You can try different values of *k* and assess which provides the best results. There is no correct number of clusters, since we do not know the natural grouping of the data. It all depends on the context.
### Why is it important to set a seed for K-Means?
Since K-Means begins with a random division of data into clusters, setting a seed allows you to control this randomness.
### Why did you scale the dataset in the lecture?

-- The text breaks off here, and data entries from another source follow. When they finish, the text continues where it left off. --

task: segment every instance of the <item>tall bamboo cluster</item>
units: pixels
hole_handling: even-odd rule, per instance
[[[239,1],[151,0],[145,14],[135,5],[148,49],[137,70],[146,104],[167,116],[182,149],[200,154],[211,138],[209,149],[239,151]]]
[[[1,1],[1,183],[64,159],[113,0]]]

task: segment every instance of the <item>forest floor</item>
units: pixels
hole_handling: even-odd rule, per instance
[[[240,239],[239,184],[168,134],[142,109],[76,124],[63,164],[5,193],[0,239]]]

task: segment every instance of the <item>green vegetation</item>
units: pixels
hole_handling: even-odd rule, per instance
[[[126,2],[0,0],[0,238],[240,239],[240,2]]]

When a dataset contains variables with different scales, scaling ensures that each variable contributes equally to the distance measure.
### Why do we use a `table`?
We use a table to compare groupings, either between the true grouping variable and the clustering method, or between two clustering methods.
### What is label switching?
Cluster labels themselves don't carry meaning. You can rename them, which is particularly useful when creating a two-way table to ensure large values appear on the diagonal.
### Why do we check group means?
Checking group means helps us understand whether the cluster centers are far apart. This is an important criterion for determining cluster quality.
### Why do we check clusters using a tour?
It’s important to visualize clusters in the data space to ensure they are meaningful. Refer to slide 30 for more details.
### Why do we need cluster statistics?
Although there is no definitive "correct" answer in clustering, we need to determine the final number of clusters. Cluster statistics help guide this decision.
### Why didn’t we cover the second type of hierarchical clustering?
There are two types of hierarchical clustering: agglomerative (bottom-up) and divisive (top-down). Agglomerative is faster, and divisive is slower. We only covered agglomerative because it’s the default method in most statistical software.
### In brief, how does hierarchical clustering work?
First, calculate the distance matrix and choose a linkage method. Then, the two closest data points are merged. This process is repeated until all points are grouped into one cluster.
### What’s the difference between a distance measure and a linkage method?
A linkage method is a specialized distance measure. While a standard distance measure calculates dissimilarity between two points, a linkage method measures dissimilarity between two groups of points.
### Why can we obtain multiple clustering solutions from a dendrogram?
Different cluster solutions are possible depending on where the dendrogram is cut, yielding clusters of varying sizes.
### How should we appropriately cut the dendrogram?
To cut the tree appropriately, consider the tolerance of each solution. Tolerance is the vertical height between successive horizontal bars. For example, the height difference between the top two horizontal bars represents the tolerance for a 1-cluster solution, while the difference between the second and third bars gives the tolerance for a 2-cluster solution. The greater the tolerance, the more stable the solution. If two solutions have similar tolerances, both are valid. A solution with very small tolerance is likely not a reasonable choice.
### What are the general steps for hierarchical clustering?
Refer to the last slide for a summary of the steps.
### What’s the relationship between EDA and clustering?
While some forms of cluster analysis may not fall under EDA, clustering is typically considered a part of exploratory data analysis. It is used to uncover patterns or groupings in the data without making inferences about the population, a characteristic more aligned with inferential analysis.
### When should we use K-Means versus hierarchical clustering?
Use K-Means if you know the number of groups in your data. Hierarchical clustering is better suited if you suspect there’s a hierarchical structure in the data. K-Means tends to be faster since you can limit the number of iterations, but it depends on the random seed, so the solution isn't unique. In general, neither K-Means nor hierarchical clustering explains the meaning of the clusters—you’ll need to interpret the results to find the solution that makes the most sense and has practical relevance.